L’hôpital

20 % de lits fermés faute de soignants  ? La bataille des chiffres fait rage

Octobre 2021, par infosecusanté

Lequotidiendumedecin.fr : 20 % de lits fermés faute de soignants  ? La bataille des chiffres fait rage

PAR JULIEN MOSCHETTI -

PUBLIÉ LE 29/10/2021

La nouvelle a fait l’effet d’une bombe médiatique quelques jours après le rétropédalage d’Olivier Véran sur le calendrier de mise en œuvre du plafonnement de l’intérim médical. Dans une enquête publiée mercredi, le journal « Libération » dévoilait que 20 % des lits des CHU et CHR de l’Hexagone étaient fermés, faute de soignants pour s’en occuper. Il reprenait les chiffres publiés par le Conseil scientifique dans son avis du 5 octobre, en les confrontant à des documents internes à l’AP-HP.

Des données contestées par le gouvernement, ce qui a eu le don d’attiser la colère notamment du collectif Inter Hôpitaux (CIH) à quelques mois de la campagne présidentielle. À l’instar du Pr Isabelle Desguerre, neuropédiatre à l’hôpital Necker à Paris, qui a déclaré, jeudi, lors d’une conférence de presse du collectif consacrée à la crise actuelle de la pédiatrie, que « 20 % des lits nécessaires sont fermés en pédiatrie ». Et d’ajouter : « Ce chiffre de 20 %, nos tutelles s’empresseront de le contester. Ça relève du sport national. Je pense que cela relève du déni de réalité. »

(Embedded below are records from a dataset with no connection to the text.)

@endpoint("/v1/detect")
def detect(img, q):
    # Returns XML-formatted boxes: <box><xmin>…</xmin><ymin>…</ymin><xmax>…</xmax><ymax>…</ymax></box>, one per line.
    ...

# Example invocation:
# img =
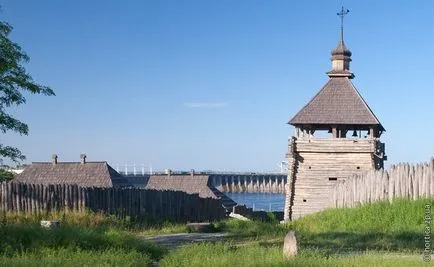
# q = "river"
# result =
<box><xmin>225</xmin><ymin>193</ymin><xmax>285</xmax><ymax>211</ymax></box>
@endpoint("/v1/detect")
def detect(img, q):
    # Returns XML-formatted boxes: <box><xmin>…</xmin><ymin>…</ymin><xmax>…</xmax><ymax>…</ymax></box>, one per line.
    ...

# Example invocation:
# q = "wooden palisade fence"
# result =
<box><xmin>0</xmin><ymin>182</ymin><xmax>225</xmax><ymax>221</ymax></box>
<box><xmin>330</xmin><ymin>159</ymin><xmax>434</xmax><ymax>207</ymax></box>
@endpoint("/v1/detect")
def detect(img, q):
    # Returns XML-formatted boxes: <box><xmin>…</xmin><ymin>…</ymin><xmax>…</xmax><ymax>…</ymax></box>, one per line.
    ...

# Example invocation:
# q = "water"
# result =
<box><xmin>225</xmin><ymin>193</ymin><xmax>285</xmax><ymax>211</ymax></box>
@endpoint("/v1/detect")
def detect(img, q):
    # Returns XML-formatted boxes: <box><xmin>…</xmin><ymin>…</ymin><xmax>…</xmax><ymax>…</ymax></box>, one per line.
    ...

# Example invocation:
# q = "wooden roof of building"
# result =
<box><xmin>288</xmin><ymin>77</ymin><xmax>384</xmax><ymax>130</ymax></box>
<box><xmin>14</xmin><ymin>162</ymin><xmax>130</xmax><ymax>187</ymax></box>
<box><xmin>146</xmin><ymin>175</ymin><xmax>217</xmax><ymax>198</ymax></box>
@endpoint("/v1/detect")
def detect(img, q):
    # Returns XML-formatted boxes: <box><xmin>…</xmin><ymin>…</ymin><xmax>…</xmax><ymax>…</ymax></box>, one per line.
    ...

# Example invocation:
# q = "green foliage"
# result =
<box><xmin>160</xmin><ymin>198</ymin><xmax>434</xmax><ymax>267</ymax></box>
<box><xmin>0</xmin><ymin>19</ymin><xmax>54</xmax><ymax>161</ymax></box>
<box><xmin>159</xmin><ymin>243</ymin><xmax>428</xmax><ymax>267</ymax></box>
<box><xmin>0</xmin><ymin>211</ymin><xmax>187</xmax><ymax>235</ymax></box>
<box><xmin>0</xmin><ymin>248</ymin><xmax>151</xmax><ymax>267</ymax></box>
<box><xmin>0</xmin><ymin>168</ymin><xmax>14</xmax><ymax>183</ymax></box>
<box><xmin>0</xmin><ymin>223</ymin><xmax>167</xmax><ymax>259</ymax></box>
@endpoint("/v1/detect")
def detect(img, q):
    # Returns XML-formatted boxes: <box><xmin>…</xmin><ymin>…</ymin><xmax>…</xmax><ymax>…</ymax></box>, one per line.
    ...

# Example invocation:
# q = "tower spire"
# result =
<box><xmin>336</xmin><ymin>6</ymin><xmax>350</xmax><ymax>43</ymax></box>
<box><xmin>327</xmin><ymin>6</ymin><xmax>354</xmax><ymax>79</ymax></box>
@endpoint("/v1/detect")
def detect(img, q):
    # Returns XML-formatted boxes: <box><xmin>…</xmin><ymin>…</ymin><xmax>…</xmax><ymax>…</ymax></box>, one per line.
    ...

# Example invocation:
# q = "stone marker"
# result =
<box><xmin>41</xmin><ymin>221</ymin><xmax>60</xmax><ymax>229</ymax></box>
<box><xmin>283</xmin><ymin>231</ymin><xmax>298</xmax><ymax>259</ymax></box>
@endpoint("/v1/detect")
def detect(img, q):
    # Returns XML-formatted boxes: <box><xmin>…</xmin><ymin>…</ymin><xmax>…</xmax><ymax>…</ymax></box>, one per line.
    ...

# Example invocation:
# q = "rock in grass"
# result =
<box><xmin>283</xmin><ymin>231</ymin><xmax>298</xmax><ymax>259</ymax></box>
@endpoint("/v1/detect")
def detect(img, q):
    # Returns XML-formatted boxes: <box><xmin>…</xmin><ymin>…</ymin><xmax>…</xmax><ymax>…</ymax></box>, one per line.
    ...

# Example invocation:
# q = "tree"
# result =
<box><xmin>0</xmin><ymin>21</ymin><xmax>55</xmax><ymax>162</ymax></box>
<box><xmin>0</xmin><ymin>168</ymin><xmax>14</xmax><ymax>183</ymax></box>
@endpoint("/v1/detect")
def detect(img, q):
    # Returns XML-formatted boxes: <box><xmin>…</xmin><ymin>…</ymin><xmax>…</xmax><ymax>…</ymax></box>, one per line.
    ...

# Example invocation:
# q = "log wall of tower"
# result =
<box><xmin>285</xmin><ymin>137</ymin><xmax>384</xmax><ymax>219</ymax></box>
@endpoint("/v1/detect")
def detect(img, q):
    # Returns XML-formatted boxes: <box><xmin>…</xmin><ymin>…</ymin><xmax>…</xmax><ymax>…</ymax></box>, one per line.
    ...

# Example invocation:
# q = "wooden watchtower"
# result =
<box><xmin>285</xmin><ymin>9</ymin><xmax>387</xmax><ymax>220</ymax></box>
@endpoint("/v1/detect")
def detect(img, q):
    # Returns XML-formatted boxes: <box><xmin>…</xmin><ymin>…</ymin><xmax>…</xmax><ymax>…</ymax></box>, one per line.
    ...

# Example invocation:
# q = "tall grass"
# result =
<box><xmin>161</xmin><ymin>198</ymin><xmax>434</xmax><ymax>266</ymax></box>
<box><xmin>0</xmin><ymin>211</ymin><xmax>187</xmax><ymax>234</ymax></box>
<box><xmin>0</xmin><ymin>224</ymin><xmax>166</xmax><ymax>258</ymax></box>
<box><xmin>160</xmin><ymin>243</ymin><xmax>429</xmax><ymax>267</ymax></box>
<box><xmin>0</xmin><ymin>248</ymin><xmax>152</xmax><ymax>267</ymax></box>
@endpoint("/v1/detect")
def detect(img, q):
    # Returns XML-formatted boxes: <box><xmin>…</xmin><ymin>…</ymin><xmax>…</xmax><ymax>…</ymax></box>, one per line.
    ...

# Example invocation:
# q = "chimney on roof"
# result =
<box><xmin>80</xmin><ymin>154</ymin><xmax>86</xmax><ymax>164</ymax></box>
<box><xmin>51</xmin><ymin>154</ymin><xmax>57</xmax><ymax>165</ymax></box>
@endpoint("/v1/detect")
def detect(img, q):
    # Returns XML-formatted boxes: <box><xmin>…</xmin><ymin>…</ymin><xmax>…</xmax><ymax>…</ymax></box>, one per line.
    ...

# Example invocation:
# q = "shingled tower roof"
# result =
<box><xmin>288</xmin><ymin>7</ymin><xmax>384</xmax><ymax>131</ymax></box>
<box><xmin>289</xmin><ymin>77</ymin><xmax>384</xmax><ymax>130</ymax></box>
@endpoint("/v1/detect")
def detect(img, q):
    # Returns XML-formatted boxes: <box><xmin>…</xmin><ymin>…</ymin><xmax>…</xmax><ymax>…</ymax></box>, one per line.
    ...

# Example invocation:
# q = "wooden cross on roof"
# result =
<box><xmin>336</xmin><ymin>6</ymin><xmax>350</xmax><ymax>42</ymax></box>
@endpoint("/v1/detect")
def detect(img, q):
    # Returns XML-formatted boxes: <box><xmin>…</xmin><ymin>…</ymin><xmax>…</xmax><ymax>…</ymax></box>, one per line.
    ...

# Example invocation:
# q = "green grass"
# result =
<box><xmin>160</xmin><ymin>243</ymin><xmax>429</xmax><ymax>267</ymax></box>
<box><xmin>161</xmin><ymin>199</ymin><xmax>434</xmax><ymax>266</ymax></box>
<box><xmin>0</xmin><ymin>211</ymin><xmax>187</xmax><ymax>234</ymax></box>
<box><xmin>0</xmin><ymin>248</ymin><xmax>151</xmax><ymax>267</ymax></box>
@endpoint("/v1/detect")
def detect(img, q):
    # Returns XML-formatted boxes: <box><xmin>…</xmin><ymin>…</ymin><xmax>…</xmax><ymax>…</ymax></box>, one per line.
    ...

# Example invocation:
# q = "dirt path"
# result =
<box><xmin>145</xmin><ymin>233</ymin><xmax>228</xmax><ymax>250</ymax></box>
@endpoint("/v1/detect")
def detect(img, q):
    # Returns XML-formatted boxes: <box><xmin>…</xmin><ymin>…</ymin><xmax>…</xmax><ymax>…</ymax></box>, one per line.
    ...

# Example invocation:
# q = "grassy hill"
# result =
<box><xmin>162</xmin><ymin>199</ymin><xmax>434</xmax><ymax>266</ymax></box>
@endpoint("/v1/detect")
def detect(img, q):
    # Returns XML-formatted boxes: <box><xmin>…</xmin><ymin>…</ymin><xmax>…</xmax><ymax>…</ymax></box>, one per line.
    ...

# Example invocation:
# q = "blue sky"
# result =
<box><xmin>0</xmin><ymin>0</ymin><xmax>434</xmax><ymax>171</ymax></box>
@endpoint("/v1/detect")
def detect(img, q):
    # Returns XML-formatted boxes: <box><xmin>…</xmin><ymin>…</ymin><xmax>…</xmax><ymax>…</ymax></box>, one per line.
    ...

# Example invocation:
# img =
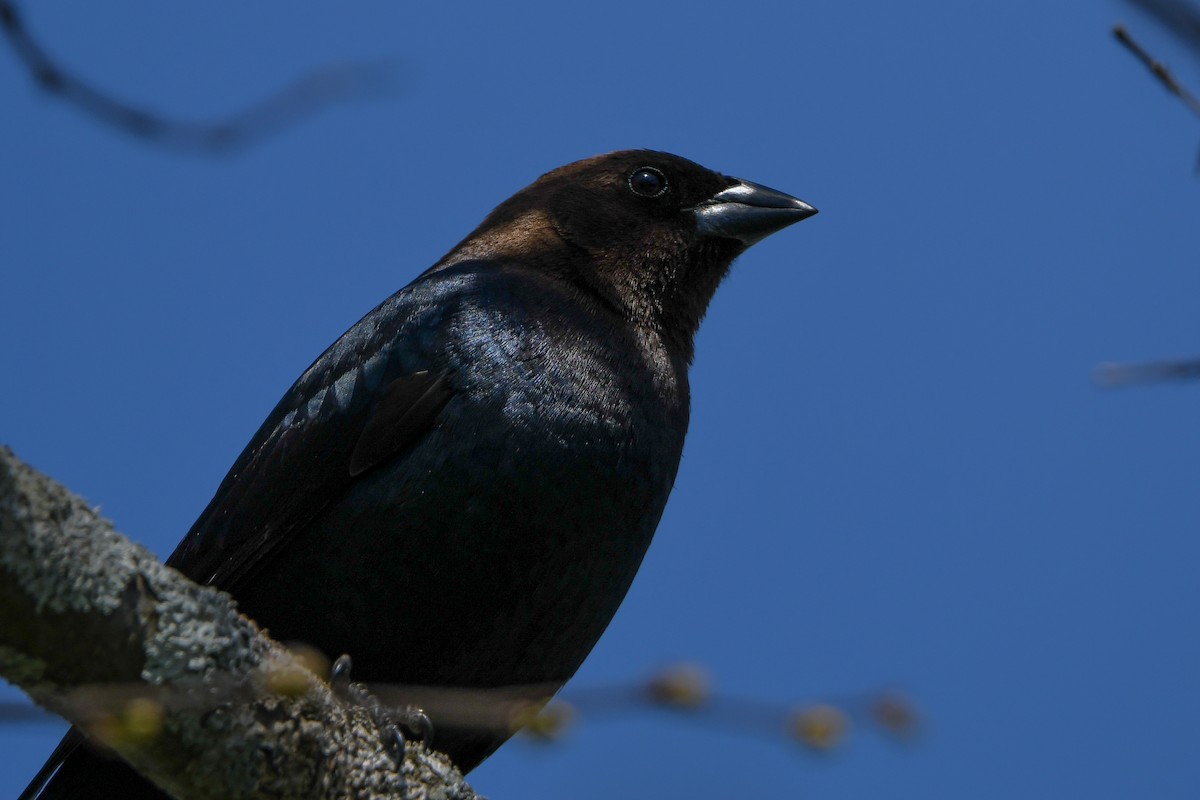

Le Pr Stéphane Dauger, chef du service de réanimation pédiatrique à l’hôpital Robert Debré (Paris), membre également du CIH, a, pour sa part, révélé une étude récente menée auprès de 10 chefs de service de pédiatrie générale ayant une unité de surveillance continue dans le Nord-Est francilien. Le 4 octobre dernier, il y avait au total 17 % des lits de pédiatrie générale fermés durant la première semaine d’octobre.

Son de cloche similaire du côté d’Agnès Hartemann, chef de service de diabétologie à La Pitié-Salpêtrière à Paris, également membre du CIH. Lors d’un entretien sur France Culture ce vendredi, elle a estimé que ce chiffre de 20 % de lits fermés correspondait tout à fait à ce que l’on observe sur le terrain. « Le ministre veut mener une enquête, mais il suffit d’interroger les directeurs d’hôpitaux. À l’AP-HP, on sait que c’est 17 % de lits fermés », a-t-elle affirmé.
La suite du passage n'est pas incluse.